Did I mention that I was in a virtual race across Tennessee? Of course I did. This activity occupies my daily life. I had a really nice 13.13 mile jog today. I felt good the whole time, fueled with enough Gatorade and gel. Shoes felt good. It was a light rain but warm. The grass was green. I had the bike path to myself. The area where I live has slightly rolling hills. Cow pasture lines the sides of the road, mostly. It is a place of expansiveness. It is a place where a runner can feel like they are going for ever.
On the way out, I noticed a pretty big snapping turtle near a fence along the road. It was too big to get through the fence, so I didn't worry about it. On the way back, I noticed a small snapper had just come through the fence onto the bike path. After the bike path is a 4 lane road with curbs. This little turtle had not business going on the road. So I picked it up, put it back through the fence and pointed it at the pond. I lectured it about going to the pond and not to the road. As I went a little further, I passed the big turtle again. It had been going along the fence, but would soon come to a gate in the fence where it might get under and get onto the road. Oh shoot! But I can't save this turtle.
Why do turtles need to cross the road? Why didn't these two turtles stay in their pond? Why does a human pretend to run across Tennessee? In the month of May, I have completed 287 miles of the race. I'm not yet half way but getting close. Their are 19,000 humans and dogs running across Tennessee. I know two 70 something ladies who are running across Tennessee. One of them plans to do a double: after running across, she will run back (and get another award).

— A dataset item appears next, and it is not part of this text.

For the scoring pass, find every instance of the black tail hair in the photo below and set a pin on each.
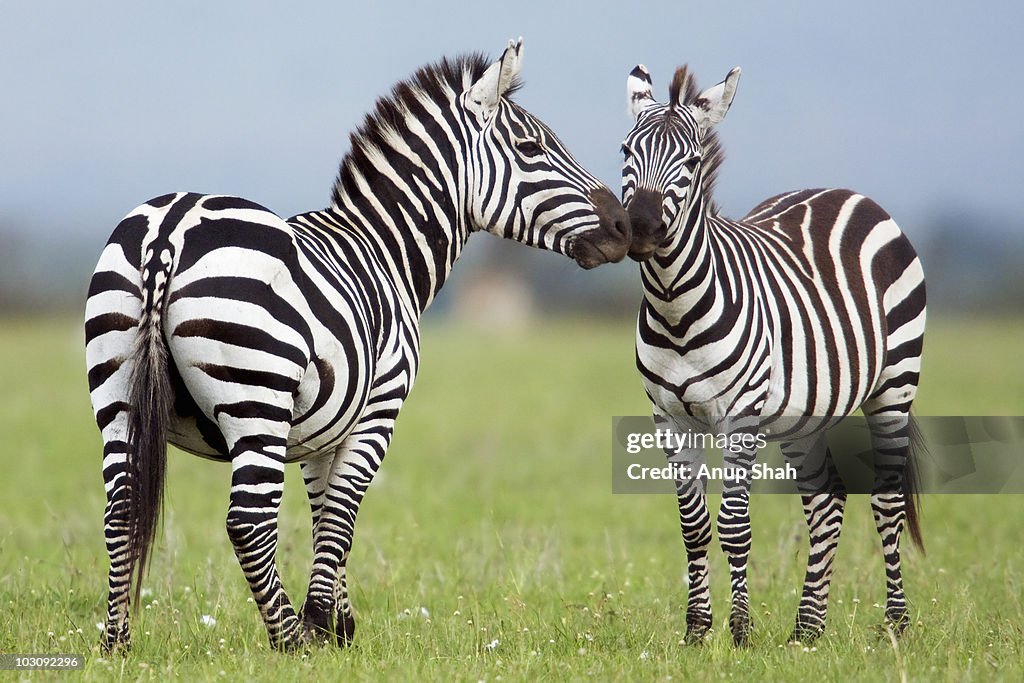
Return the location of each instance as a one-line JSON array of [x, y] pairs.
[[151, 398], [911, 482]]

Yes, the race offers this double option. The winners of the race finished the outward journey in 11 or 12 days. And most of them started back.

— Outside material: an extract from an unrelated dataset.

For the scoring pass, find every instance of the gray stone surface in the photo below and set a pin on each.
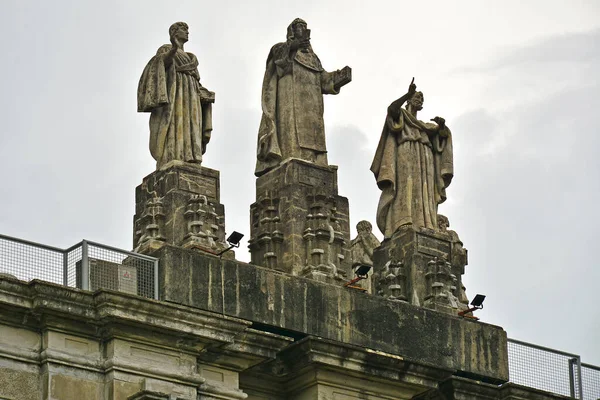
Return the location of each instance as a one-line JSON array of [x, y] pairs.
[[63, 343], [413, 166], [330, 311], [299, 224], [180, 107], [415, 266], [179, 205], [292, 102], [363, 245]]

My new normal includes my part time gig at Starbucks. I wear a mask while on shift. Not fun, but doable. I can't really describe how good I feel after a fun shift at Starbucks. And how I appreciate the paycheck that I actually worked for.
My realization this week: I have spent most of my adult life trying to fix me. My emotional condition has improved alot over the past 34 years, but really, I am not broke. And the main thing I want to fix is "being as good as some other person." I think I am ready to stop the self help. I really want to know who I am, but first, I have to stop trying to be someone else. My life is perfectly situated to just be me.
So I like running across Tennessee! So what if it is an entirely stupid or useless thing to do. I like making coffee, simple work of my hands. So what if I am no longer one of the knowledge workers sitting at home with their lap top or only make $10/hour. I can't meditate very well. In my estimation, my mind has never been quiet, despite 30 years of trying to make it so. So what. So what if I never achieve anything.
Well, I do have a legacy: that girl who runs, and people like what I say in AA meetings. That is about it. When I quit Starbucks, I'll be remembered as that old lady who used to work here.
Map of my long run.
A map of the course across Tennessee showing my position at mile 287:
Gotta go. It is time for Terrie Gross and weight lifting.